La trama es ingeniosa: unos venezolanos de clase media, bien chéveres, deciden hacer un negocio de rendimiento inmediato, elevado y seguro, consistente en un secuestro con petición de rescate. Lo ponen en marcha con el auxilio de Corina, la novia de uno de ellos y de dos delincuentes (malandros) negros. El secuestrado será el embajador de España. No se dice que sea de España pero se da a entender. Una obra de teatro que se interpreta en la Embajada de España y cuyo asunto es el secuestro del embajador.
Los secuestradores quieren un millón de dólares y los que acaban soltándolos, tras convencerse de que son imprescindibles para seguir adelante con sus proyectos y de que constituyen en realidad una buena inversión son el Obispo, el Banquero y el Senador, que son la parte simbólica de la obra: el poder religioso, el económico y el político con sus distintas formas de mediación. El embajador tiene una idea elevada del valor de la embajada y ello le sirve para reflexionar en un triálogo entre estos tres símbolos acerca de los principios mismos del orden. Así, valorando que, por fin, han conseguido convencer al Banquero (reticente al principio) de la necesidad de pagar el millón de dólares, que ya será resarcido, dice el Obispo: "¡Ah el poder! El poder es, al mismo tiempo, nombrable e innomabrable, pero sempre cierto y seguro. Y afortunada y aparentemente confuso: la trasparencia lleva siempre al desorden. Usted será felicitado y nosotros también: al final, querido Banquero, se trata de una buena inversión. No lo olvide" (p. 112). Los secuestradores han puesto en marcha un plan que llaman Pacto de Barlovento y trasladan al secuestrado a una hacienda en esta región. Pero luego sucede que, cuando se están poniendo en ejecución todas las predicciones para materializar el resultado del secuestro y los secuestradores reciben el pago, otros delicuentes, malandros, irrumpen en escena, arramplando con todo lo que encuentran y apropiándose de medios informáticos que no son suyos. Al menos, es lo que la pareja de criollo y negro que gestionó el intercambio ha contado a la otra pareja que quedó a la espera. Y eso puede ser cierto o no. La crítica es aquí costumbrista: la sociedad venezolana no es de fiar; ¡ni los delincuentes son de fiar...!

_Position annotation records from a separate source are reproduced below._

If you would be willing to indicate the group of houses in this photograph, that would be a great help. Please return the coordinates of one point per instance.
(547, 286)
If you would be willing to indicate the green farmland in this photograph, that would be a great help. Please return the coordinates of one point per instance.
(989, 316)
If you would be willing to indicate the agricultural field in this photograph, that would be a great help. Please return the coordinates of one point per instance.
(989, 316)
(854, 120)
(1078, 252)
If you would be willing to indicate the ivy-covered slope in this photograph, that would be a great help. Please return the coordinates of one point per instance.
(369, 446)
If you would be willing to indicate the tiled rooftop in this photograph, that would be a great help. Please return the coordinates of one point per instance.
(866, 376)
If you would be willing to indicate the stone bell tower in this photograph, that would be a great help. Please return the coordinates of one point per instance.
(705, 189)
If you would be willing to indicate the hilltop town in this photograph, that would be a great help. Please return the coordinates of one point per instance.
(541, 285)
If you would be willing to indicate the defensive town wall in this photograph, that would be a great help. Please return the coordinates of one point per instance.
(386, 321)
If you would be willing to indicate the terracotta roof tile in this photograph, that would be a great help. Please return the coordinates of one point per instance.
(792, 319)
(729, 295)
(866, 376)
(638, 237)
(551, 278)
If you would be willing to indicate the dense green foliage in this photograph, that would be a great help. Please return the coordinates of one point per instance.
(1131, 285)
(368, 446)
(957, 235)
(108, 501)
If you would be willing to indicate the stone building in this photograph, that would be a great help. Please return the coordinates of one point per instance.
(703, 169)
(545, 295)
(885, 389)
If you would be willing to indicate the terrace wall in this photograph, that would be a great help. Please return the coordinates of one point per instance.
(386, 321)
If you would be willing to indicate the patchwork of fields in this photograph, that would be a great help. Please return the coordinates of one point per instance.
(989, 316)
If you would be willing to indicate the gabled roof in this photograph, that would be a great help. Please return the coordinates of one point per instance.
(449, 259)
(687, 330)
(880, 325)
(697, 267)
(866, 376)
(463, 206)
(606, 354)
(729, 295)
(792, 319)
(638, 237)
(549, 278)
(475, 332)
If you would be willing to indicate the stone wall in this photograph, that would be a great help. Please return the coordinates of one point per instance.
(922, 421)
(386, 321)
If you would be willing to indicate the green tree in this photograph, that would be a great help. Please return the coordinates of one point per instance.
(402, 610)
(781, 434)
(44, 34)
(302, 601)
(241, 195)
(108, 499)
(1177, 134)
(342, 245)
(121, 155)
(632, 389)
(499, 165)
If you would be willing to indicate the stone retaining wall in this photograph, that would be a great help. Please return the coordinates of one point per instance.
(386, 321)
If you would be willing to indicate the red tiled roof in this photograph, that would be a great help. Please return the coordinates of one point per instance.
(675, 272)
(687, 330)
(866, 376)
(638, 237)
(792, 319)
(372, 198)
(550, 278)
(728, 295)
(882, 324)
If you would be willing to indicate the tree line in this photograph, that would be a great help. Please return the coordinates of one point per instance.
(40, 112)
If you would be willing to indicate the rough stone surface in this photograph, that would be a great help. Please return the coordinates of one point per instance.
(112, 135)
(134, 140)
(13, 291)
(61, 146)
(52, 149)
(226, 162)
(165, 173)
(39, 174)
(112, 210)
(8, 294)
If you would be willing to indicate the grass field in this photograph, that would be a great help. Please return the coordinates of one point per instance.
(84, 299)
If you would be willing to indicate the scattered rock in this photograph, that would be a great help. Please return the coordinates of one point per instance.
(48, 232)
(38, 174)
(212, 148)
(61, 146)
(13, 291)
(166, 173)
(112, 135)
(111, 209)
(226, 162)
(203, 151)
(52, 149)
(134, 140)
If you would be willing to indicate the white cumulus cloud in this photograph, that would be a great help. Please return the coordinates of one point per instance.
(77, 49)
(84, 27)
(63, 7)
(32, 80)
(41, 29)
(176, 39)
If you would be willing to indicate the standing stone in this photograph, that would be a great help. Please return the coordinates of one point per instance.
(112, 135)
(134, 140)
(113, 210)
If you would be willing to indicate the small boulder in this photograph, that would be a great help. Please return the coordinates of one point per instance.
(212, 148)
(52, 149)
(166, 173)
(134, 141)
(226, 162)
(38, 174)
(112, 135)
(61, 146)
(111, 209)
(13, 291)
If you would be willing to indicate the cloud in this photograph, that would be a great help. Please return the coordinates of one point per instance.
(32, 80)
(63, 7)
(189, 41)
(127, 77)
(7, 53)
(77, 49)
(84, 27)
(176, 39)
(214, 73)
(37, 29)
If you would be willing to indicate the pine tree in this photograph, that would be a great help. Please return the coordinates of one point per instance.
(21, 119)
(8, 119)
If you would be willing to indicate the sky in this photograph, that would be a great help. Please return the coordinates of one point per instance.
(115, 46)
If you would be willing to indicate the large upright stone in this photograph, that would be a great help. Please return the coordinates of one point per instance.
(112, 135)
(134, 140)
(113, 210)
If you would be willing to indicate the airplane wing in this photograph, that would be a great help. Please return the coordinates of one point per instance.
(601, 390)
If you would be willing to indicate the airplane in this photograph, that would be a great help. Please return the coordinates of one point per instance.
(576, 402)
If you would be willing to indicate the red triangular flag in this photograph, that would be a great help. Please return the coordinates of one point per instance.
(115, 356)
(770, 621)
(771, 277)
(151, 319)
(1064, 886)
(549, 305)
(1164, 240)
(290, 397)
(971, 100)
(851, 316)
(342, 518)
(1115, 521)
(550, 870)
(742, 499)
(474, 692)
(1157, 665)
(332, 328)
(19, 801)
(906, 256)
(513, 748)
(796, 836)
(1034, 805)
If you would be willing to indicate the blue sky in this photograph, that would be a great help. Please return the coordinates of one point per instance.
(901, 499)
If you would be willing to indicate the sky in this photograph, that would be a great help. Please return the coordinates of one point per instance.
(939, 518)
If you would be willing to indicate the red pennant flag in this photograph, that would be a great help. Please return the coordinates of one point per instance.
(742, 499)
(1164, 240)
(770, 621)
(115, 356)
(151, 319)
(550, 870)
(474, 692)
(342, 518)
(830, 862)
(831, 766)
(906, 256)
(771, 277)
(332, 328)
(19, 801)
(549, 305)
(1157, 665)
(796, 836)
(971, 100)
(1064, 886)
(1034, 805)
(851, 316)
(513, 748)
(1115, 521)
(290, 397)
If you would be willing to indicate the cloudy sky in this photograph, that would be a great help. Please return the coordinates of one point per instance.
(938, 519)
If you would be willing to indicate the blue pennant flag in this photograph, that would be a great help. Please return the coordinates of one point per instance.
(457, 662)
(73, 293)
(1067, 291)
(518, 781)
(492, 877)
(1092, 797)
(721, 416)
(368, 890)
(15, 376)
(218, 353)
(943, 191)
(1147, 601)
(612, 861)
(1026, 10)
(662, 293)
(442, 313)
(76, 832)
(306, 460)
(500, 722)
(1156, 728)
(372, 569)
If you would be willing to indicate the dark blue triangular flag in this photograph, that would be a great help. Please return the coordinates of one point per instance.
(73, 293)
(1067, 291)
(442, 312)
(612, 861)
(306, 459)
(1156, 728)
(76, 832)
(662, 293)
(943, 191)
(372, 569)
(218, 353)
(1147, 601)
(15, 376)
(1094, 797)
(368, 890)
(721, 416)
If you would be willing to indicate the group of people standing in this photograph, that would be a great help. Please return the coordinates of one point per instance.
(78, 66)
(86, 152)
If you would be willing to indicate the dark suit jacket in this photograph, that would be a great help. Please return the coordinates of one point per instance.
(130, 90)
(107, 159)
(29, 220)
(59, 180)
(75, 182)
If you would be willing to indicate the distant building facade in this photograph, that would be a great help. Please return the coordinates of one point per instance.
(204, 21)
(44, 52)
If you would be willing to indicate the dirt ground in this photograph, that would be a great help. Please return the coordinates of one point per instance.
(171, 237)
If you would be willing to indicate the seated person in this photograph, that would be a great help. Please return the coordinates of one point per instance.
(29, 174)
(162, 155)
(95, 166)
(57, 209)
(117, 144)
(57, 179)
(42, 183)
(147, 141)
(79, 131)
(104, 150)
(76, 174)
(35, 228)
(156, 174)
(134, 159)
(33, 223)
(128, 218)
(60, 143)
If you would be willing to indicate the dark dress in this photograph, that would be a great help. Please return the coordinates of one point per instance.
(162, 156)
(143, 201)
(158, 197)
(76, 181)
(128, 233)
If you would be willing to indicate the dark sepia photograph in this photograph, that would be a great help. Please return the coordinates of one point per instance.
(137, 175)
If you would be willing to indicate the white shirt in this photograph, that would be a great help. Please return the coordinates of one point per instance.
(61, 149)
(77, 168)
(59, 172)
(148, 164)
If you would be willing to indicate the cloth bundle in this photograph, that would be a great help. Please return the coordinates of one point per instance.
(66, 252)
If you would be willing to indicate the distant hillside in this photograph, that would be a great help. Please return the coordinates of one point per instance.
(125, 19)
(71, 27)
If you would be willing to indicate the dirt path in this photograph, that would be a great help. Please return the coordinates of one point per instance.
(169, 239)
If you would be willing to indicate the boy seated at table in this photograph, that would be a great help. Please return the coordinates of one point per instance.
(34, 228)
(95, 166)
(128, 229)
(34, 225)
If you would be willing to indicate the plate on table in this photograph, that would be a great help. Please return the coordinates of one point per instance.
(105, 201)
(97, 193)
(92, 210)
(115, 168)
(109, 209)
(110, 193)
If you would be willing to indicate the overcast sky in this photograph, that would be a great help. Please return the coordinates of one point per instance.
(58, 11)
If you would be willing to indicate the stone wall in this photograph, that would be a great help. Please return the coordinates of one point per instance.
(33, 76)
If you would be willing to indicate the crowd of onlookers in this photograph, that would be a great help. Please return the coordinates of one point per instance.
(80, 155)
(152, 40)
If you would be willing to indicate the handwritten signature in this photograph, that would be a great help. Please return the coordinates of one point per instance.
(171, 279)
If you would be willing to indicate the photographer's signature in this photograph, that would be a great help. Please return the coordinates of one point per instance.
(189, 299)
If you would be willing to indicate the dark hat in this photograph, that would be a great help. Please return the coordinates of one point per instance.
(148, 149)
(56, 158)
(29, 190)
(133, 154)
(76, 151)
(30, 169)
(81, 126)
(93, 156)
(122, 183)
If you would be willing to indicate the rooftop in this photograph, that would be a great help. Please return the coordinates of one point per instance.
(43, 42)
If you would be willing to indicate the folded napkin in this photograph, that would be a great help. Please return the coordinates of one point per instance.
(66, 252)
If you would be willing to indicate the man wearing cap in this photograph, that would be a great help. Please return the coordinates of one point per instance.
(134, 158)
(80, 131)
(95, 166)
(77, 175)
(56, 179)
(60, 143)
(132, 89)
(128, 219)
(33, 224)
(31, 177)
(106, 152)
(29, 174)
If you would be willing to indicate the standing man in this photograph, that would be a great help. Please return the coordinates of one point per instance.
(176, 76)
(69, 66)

La obra muestra cierta influencia del teatro de Oscar Wilde, sobre todo en algunos diálogos chispeantes. Así, Ricardo Antonio tiene que tranquilizar a su novia Corina respecto a las consecuencias de sus planes. Por eso le dice: "No olvides que es un secuestro de fin de semana, de viernes a domingo, y también un secuestro diplomático, es decir, muy civilizado." (p. 44).
Se trata, por tanto, de una obra ágil, amable e irónica hacia todas las instituciones establecidas, incluidas las embajadas y, por cierto, muy bien escrita. Sería magnífico verla representada y que, como en la lectura en Caracas, el propio autor hiciera el papel del embajador secuestrado. Lo que no he acabado de entender es qué tenga que ver aquí el poeta romano Ovidio, fuera de que aparezca el nombre de una de sus amadas, Corina.